Mother says that at this time of year, she thinks of all the dear people she once knew. Their memory flits through her mind like light and shade, disappearing like ghosts at cock-crow.
Here beloved Father, who throughout his life dreamed the same dream; whilst inspecting his battalion, he carried under his arm a lavatory brush instead of the regulation military baton. What worried him was not the brush, but whether the bristles should be in front or behind. His brother, the Bishop of those glorious cathedrals of Bath and Wells, was once asked by the press what he did in his spare time. He replied “When I have nothing on, I relax on the sofa with my favourite Trollope!”
Dearest Aunt, who was a fearsome lady doctor, during the 1930s was travelling on a train, reading the Times newspaper. Suddenly the man sitting opposite scratched at the paper, at the same time saying “see these hands, see these lips, know what I can do with them?” Aunt took no notice until the fourth time, when she lowered the paper saying “for goodness sakes, what?” Whereupon he rubbed his fingers against his lips, blowing between them. Aunt said “How very interesting!”

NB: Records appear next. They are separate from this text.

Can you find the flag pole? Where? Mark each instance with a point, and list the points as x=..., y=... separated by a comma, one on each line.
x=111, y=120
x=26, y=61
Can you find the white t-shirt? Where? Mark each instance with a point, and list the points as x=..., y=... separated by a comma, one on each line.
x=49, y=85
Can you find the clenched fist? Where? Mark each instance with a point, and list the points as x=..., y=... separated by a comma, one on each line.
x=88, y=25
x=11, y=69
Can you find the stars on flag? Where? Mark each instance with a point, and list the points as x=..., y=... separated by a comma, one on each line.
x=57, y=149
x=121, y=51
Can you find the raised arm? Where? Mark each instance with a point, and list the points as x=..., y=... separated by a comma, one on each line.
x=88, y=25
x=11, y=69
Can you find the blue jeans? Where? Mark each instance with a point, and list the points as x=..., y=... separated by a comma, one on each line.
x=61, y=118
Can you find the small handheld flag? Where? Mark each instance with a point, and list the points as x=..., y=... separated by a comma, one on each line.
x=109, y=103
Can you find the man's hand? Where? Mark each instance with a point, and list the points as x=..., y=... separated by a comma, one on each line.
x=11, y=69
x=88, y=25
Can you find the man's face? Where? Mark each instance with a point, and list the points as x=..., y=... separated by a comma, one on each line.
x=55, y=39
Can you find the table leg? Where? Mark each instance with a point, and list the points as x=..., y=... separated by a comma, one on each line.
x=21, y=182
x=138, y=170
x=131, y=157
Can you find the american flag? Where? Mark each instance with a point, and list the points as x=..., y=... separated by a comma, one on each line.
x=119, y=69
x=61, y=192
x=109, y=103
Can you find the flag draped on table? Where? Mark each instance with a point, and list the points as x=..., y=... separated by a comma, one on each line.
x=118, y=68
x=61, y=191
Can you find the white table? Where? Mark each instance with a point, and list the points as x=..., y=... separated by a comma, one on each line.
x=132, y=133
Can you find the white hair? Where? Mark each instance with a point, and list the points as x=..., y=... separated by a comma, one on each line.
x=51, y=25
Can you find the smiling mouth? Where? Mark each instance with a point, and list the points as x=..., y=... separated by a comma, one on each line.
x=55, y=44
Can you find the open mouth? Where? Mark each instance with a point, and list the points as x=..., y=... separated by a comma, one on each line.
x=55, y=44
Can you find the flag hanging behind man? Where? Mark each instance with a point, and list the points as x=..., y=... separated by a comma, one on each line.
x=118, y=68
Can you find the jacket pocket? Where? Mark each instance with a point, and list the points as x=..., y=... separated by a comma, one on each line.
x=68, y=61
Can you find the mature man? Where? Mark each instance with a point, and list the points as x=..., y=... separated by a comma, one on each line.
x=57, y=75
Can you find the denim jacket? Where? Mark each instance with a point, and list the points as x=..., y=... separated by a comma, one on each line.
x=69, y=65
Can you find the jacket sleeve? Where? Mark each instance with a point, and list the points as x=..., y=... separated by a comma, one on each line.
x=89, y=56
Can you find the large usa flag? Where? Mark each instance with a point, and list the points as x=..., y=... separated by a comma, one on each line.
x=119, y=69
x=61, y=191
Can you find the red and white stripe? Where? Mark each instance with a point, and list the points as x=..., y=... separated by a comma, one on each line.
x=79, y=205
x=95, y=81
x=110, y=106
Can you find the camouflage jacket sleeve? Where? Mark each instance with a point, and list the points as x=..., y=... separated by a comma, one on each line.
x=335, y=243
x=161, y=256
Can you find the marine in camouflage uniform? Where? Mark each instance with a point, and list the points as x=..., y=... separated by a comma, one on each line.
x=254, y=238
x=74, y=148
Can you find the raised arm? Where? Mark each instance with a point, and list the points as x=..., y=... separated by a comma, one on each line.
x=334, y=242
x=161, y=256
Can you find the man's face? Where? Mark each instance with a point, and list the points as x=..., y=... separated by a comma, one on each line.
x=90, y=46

During the First World War, Dearest’s much-loved grandmother was crossing a road with a friend and to their amazement, coming towards them was Reggie, my grandfather. As they met, he vanished into thin air. It was at that very moment that he was mortally wounded in what was then Mesopotamia. Hanging at Cothay in the Winter Parlour is a charming picture of him in pastels, aged five; on the frame the words “Papa’s precious jewel”
These memories flit through our lives, we remember those we loved who are no longer here to celebrate the great festival of Christmas.